Avoiding dupes when merging files

google_groups3 · Nov 24, 2004

Hi all.

I currently have 2 text files which contain lists of file names. These
text files are updated by my code. What I want to do is be able to
merge these text files discarding the duplicates.

And to make it harder (or not???!!) my criteria for defining the
duplicate is the left 15 (or so) characters of the file path.
Help, as always, is greatly appreciated!

Thanks

Lucas Tam · Nov 24, 2004

(e-mail address removed) wrote in @c13g2000cwb.googlegroups.com:

Hi all.

I currently have 2 text files which contain lists of file names. These
text files are updated by my code. What I want to do is be able to
merge these text files discarding the duplicates.

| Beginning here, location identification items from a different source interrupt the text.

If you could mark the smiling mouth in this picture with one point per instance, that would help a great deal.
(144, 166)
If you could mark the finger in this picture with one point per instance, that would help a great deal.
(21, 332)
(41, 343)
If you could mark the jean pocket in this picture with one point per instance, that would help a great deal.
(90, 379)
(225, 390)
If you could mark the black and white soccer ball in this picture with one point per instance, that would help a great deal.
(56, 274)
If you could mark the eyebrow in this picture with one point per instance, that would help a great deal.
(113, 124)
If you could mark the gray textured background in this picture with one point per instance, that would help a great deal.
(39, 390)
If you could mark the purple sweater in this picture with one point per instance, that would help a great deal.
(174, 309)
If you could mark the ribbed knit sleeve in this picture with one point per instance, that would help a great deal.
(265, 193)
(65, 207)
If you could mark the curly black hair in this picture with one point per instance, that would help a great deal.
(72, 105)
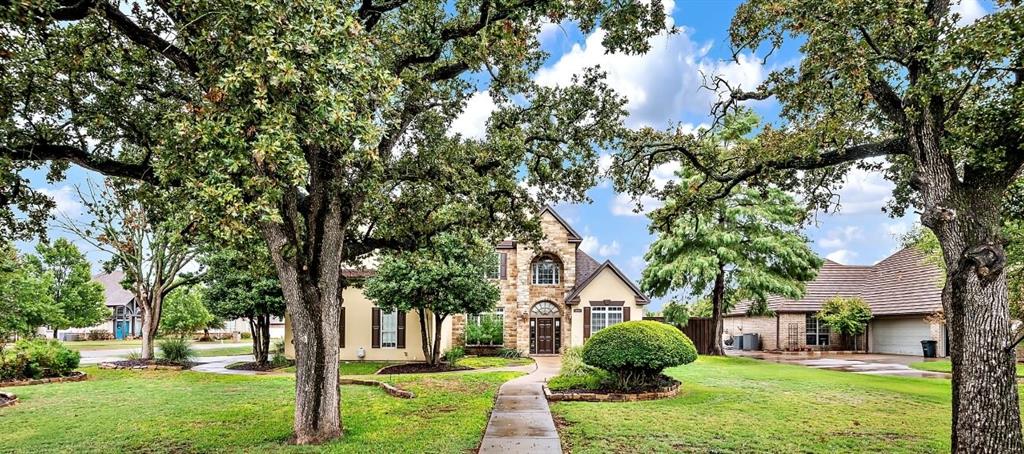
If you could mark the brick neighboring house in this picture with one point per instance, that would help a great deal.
(903, 290)
(551, 298)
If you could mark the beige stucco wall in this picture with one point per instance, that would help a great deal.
(358, 332)
(605, 286)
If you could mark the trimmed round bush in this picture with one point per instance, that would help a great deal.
(37, 359)
(638, 352)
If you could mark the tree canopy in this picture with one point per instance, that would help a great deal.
(448, 277)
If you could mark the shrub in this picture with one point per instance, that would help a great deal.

And to make it harder (or not???!!) my criteria for defining the
duplicate is the left 15 (or so) characters of the file path.
Help, as always, is greatly appreciated!

Take a look at the Microsoft Text Driver - you can run SQL queries on the
text file. Perhaps you can just query each file checking for dupes?

Or you could load the data into a datatable (or hash table type object?),
with the PK set as the filename... if a duplicate shows up, the datatable
should throw a duplicate PK exception which you would catch and ignore.

Or lastly... perhaps you should think of a different method of storing the
data? Maybe a database is a better idea than text files?

Bob Hollness · Nov 24, 2004

Take a look at the Microsoft Text Driver - you can run SQL queries on the
text file. Perhaps you can just query each file checking for dupes?

Or you could load the data into a datatable (or hash table type object?),
with the PK set as the filename... if a duplicate shows up, the datatable
should throw a duplicate PK exception which you would catch and ignore.

Or lastly... perhaps you should think of a different method of storing the
data? Maybe a database is a better idea than text files?

Thanks for the fast reply. I have to use text files so that really is not
an option. Any pointers or some sample code on how to use the datatable? I
like the idea of being able to trap a dupicate OK error.

Bob

Bob Hollness · Nov 25, 2004

Take a look at the Microsoft Text Driver - you can run SQL queries on the

text file. Perhaps you can just query each file checking for dupes?

Or you could load the data into a datatable (or hash table type object?),
with the PK set as the filename... if a duplicate shows up, the datatable
should throw a duplicate PK exception which you would catch and ignore.

Or lastly... perhaps you should think of a different method of storing the
data? Maybe a database is a better idea than text files?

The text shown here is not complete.